During the winter months, overflow shelter staff members look for people to bring in off the streets, Swank said.
"Some people are just afraid to come in there, and they won't come in unless they absolutely have to," Swank said.
The shelter, funded by the Advocates to End Chronic Homelessness, is run by Inter-Faith, which also operates two other shelters.
In January, the shelter will be at First United Methodist Church, 330 N. Broadway. The shelter, which operates November through March, is hosted by different churches each month.
Men stay in the churches, and women at one of Inter-Faith's other shelters. The overflow shelter is open from 6 p.m. to 7 a.m.
Sunday night, 62 men and 12 women were housed by Inter-Faith's overflow shelters, but Swank said she expects the number to increase. She said people often tolerate cold weather for a couple of nights before coming to the shelter.
In January 2009, volunteers counted 384 homeless people in Sedgwick County as part of a nationwide annual survey.
Janis Cox, co-chairwoman of Advocates to End Chronic Homelessness, said there are seven emergency shelters in Wichita, but all except Inter-Faith's are open to only a certain group of people, like families, battered women with children, men or the mentally ill.
"They're all pretty targeted," Cox said. "That's why you end up with empty shelters and people who can't get in there because they don't fit the category."
Teresa Kunze, spokeswoman for Catholic Charities, said the organization directs people to the overflow shelter because its St. Anthony Family Shelter stays full. The shelter only houses homeless families.
"We always have a waiting list for people to get in, no matter what the temperature is,'' she said.
With the overflow shelter, other local organizations sometimes see a drop in their services.
Marsha Stanyer, executive director of the Union Rescue Mission, said there is a minimal decrease in the shelter's numbers during this time of year because other places are available.
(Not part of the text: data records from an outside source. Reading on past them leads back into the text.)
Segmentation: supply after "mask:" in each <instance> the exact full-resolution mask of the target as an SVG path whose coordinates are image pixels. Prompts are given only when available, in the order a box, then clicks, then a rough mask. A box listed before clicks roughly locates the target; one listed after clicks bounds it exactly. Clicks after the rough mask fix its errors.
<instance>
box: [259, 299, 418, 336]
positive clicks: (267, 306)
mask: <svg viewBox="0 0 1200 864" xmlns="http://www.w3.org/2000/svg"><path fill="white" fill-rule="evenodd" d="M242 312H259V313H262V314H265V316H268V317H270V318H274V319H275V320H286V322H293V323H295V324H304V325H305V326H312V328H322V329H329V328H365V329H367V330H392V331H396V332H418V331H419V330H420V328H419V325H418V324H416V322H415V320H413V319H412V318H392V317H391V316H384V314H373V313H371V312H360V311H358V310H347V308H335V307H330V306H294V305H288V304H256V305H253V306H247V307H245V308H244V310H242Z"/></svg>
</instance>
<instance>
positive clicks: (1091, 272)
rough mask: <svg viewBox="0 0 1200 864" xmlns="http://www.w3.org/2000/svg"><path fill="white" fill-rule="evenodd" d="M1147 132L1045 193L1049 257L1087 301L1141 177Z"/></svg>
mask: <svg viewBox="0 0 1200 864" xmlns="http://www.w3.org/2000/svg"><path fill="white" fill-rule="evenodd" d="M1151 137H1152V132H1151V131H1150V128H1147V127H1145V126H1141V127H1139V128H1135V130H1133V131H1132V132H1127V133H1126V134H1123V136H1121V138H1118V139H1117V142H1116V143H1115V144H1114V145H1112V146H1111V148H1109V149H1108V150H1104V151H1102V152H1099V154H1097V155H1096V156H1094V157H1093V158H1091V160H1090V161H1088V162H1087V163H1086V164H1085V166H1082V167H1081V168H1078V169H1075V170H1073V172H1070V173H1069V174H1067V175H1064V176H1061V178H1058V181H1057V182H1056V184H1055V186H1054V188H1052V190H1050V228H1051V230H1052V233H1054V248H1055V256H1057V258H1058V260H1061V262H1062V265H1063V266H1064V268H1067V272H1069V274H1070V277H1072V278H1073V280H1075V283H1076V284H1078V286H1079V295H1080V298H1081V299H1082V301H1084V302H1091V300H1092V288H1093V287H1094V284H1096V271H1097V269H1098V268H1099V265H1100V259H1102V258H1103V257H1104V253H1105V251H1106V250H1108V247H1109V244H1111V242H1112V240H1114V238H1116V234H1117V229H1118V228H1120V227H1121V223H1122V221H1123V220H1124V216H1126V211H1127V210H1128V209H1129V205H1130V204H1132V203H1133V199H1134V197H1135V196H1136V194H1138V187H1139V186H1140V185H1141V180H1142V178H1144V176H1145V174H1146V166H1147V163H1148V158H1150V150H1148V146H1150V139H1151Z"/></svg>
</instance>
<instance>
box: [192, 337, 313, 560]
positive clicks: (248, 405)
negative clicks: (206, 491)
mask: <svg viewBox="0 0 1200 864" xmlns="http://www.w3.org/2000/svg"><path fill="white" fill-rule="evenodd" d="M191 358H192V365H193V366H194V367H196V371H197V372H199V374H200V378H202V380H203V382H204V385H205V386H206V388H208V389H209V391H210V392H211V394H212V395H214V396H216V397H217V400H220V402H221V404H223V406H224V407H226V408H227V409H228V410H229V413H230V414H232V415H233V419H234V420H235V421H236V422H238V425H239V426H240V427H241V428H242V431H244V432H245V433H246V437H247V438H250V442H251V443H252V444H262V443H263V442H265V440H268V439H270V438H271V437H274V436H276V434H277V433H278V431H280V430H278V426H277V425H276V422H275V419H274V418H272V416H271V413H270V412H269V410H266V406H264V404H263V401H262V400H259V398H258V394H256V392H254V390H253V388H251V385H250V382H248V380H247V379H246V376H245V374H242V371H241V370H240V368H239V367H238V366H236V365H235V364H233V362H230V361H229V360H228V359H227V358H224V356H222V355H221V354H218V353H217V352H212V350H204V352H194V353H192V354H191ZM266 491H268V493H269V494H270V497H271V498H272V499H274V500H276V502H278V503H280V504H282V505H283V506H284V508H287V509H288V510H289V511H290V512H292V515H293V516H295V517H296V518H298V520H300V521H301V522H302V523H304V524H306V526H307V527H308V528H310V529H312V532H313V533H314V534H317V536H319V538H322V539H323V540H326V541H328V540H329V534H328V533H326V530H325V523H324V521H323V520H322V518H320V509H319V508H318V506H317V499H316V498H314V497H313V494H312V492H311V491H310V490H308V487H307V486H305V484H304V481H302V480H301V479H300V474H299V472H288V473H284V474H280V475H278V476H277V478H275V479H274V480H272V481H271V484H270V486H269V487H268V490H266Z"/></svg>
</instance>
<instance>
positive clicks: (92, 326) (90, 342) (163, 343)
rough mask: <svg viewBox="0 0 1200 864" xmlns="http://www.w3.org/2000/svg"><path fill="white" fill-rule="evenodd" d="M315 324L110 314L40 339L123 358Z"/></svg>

The mission, at 2800 N. Hillside, is a men's facility. Stanyer said men can stay at the shelter in the morning, but buses are available to take people downtown.
"We usually allow them to stay, and definitely when the weather gets below 40, more of them think about staying," Stanyer said.
Even with cold temperatures, she said, most prefer to leave during the day.
Wendy Glick, executive director of the Lord's Diner, said the diner serves fewer people when the overflow shelter is operating. Glick said that is because the churches where the shelter is located offer free meals.
Although cold temperatures can affect the numbers in local shelters, Swank said homelessness is a continuous problem.
"It's everywhere, all the time," she said.